Island Council training on Bonaire was very valuable

The three-day training on Bonaire on April 11, 12 and 13 provided valuable insights for the new Island Council.

“The training brought more insight into the role and responsibilities that you have as an Island Council member,” said Elsa Peterson of the Windward Islands People’s Movement (WIPM). “For me, it was a bit more empowering, coming from the government’s executive branch. As an Island Council member, it is important to realize that you are in fact the highest legislative body of government and the responsibility and authority that comes with that,” she said.

Saba Island Council members with Caribbean Netherlands Special Envoy for EU funds, United Nations (UN) funds and economic relations with Latin America Edison Rijna on Bonaire last week. From left: Vito Charles, Elsa Peterson, Rijna, Saskia Matthew and Hemmie van Xanten.

Vito Charles (WIPM) reiterated it was good that the training was held very soon after the installation of the new Island Council. “It shows that we are proactive. The training gave focus and clarity on what is important for the Island Council. It is always good to reinforce what you heard during earlier training and to discuss it with your colleagues, especially the more recent members who have come on board so we can continue to develop knowledge and find ways to do new things,” said Charles.


Greater understanding

Saskia Matthew of the Party for Progress, Equality and Prosperity (PEP) said she was glad to have done this training at this specific point in time. “It’s been three weeks since we were sworn in and it was important for us to start with the basics. This training has given me a greater understanding of how much knowledge is lacking on Saba and within our governing system. As such, we have made a collective decision to have a fully functioning Island Council before the end of this term because we all deem it necessary. It’s important that we are fully equipped to uphold the office of the Island Council and represent the island to the best of our abilities,” she said.

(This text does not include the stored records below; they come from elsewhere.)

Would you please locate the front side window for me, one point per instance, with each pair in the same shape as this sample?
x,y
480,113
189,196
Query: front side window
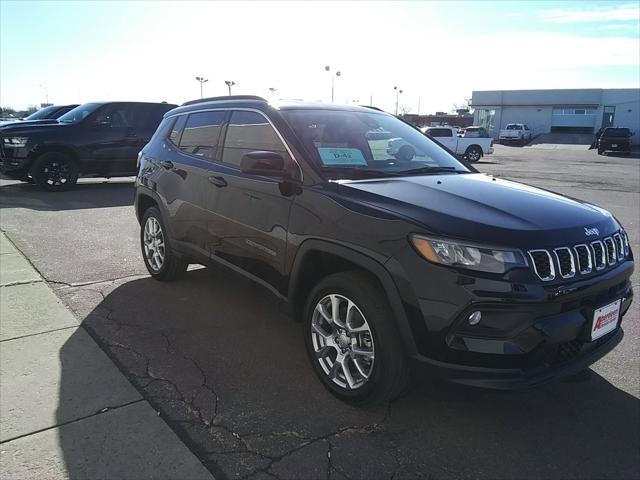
x,y
79,113
201,133
349,144
247,132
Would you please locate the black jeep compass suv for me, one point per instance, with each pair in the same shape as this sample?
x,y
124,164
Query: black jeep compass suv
x,y
390,261
99,139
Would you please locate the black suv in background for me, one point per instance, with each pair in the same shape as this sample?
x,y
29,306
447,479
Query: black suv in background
x,y
44,115
99,139
389,260
614,139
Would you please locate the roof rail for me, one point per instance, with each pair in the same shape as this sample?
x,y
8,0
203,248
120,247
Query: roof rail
x,y
227,97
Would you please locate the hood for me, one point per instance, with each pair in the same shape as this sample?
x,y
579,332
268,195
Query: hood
x,y
484,209
23,123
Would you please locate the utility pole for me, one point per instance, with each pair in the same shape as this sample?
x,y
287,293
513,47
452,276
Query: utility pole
x,y
230,83
398,92
202,81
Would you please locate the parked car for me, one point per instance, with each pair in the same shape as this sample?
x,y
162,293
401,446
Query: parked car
x,y
390,265
614,139
472,149
99,139
476,132
515,132
44,115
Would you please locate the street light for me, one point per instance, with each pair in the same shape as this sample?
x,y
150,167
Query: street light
x,y
202,81
230,83
333,80
398,92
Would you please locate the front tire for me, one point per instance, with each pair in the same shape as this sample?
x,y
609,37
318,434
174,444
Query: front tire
x,y
352,340
161,262
55,171
473,154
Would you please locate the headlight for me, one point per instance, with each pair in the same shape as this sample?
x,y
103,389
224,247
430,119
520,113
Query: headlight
x,y
474,257
14,142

“As I mentioned before we left, our last training was 3.5 years too late. So, I made it my point that as soon as the new Island Council was sworn in, an introduction training should take place. Especially for the newly-elected members it is important to understand the structure of the organization and what your role is within. The fact that the training was held off-island allowed the different members to get to know each other in a different setting,” said Hemmie van Xanten (PEP).

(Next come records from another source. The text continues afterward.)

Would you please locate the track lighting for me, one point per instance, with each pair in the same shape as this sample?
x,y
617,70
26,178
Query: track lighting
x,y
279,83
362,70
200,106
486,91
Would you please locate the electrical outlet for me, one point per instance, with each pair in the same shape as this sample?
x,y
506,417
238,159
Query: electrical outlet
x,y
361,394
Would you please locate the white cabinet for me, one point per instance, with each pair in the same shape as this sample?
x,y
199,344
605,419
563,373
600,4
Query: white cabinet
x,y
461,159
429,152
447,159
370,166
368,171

Day 1 of the introductory training on Bonaire focused on the responsibilities, instruments and expectations of the Island Council and its members, the interaction between the parties in the Island Council, the interaction with the Executive Council, the Dutch Government and citizens. The Island Council has seven tools in total to do its work of which the right to ask questions, the right to make amendments and the right to submit motions are among the most important.

Day 2 focused on the Rules of Order as well as the proposed changes to the WolBES, the general law that regulates the public entities Bonaire, St. Eustatius and Saba, and the FinBES, the general law that regulates the finances of the three islands.


Rules of Order

“We also discussed the new Rules of Order for the Island Council,” said Peterson. Charles pointed out that the last time the Rules of Order were updated was in 2011. The discussion to update the Rules of Order started in 2019 at an earlier training for the Island Council and again during a subsequent training in 2022. According to Charles, an update is needed. “Certain processes have changed or have been updated and are no longer in line with other municipalities in The Netherlands.,” he said. “The new Rules of order will give the Island Council tools to operate more effectively,” added Peterson.

“It is good to know that the Rules of Order and Code of Conduct should be updated every four years. Just learning this makes me feel more confident in saying that policies and processes are something that we really need to investigate. We have been really falling behind and it’s about time that we catch up,” said Matthew.

While on Bonaire, the Island Council members met with Island Governor Edison Rijna, who shortly after took up his new job as Caribbean Netherlands Special Envoy for EU funds, United Nations (UN) funds and economic relations with Latin America. Rijna explained his new role and how this could bring benefits to Saba and the other islands.



The Island Council delegation also had a meeting with the management of Care and Youth Caribbean Netherlands (ZJCN) to discuss general developments and pressing issues. “This meeting was mainly a result of the previous meeting we had in December with State Secretary of Public Health Maarten van Ooijen. The Island Council was introduced to all ZJCN staff members and got an insight of the daily operation,” said Van Xanten.

“Meeting with ZJCN was very important to us because the community has expressed a lot of concern in this area. Having those vital conversations gave me a different perspective of how the processes work. We met everyone working in the department and now have direct contact with persons responsible for all departments. They also asked us to help them help the Saba community and we intend to do just that,” said Matthew. The Island Council returned to Saba on Friday, April 14.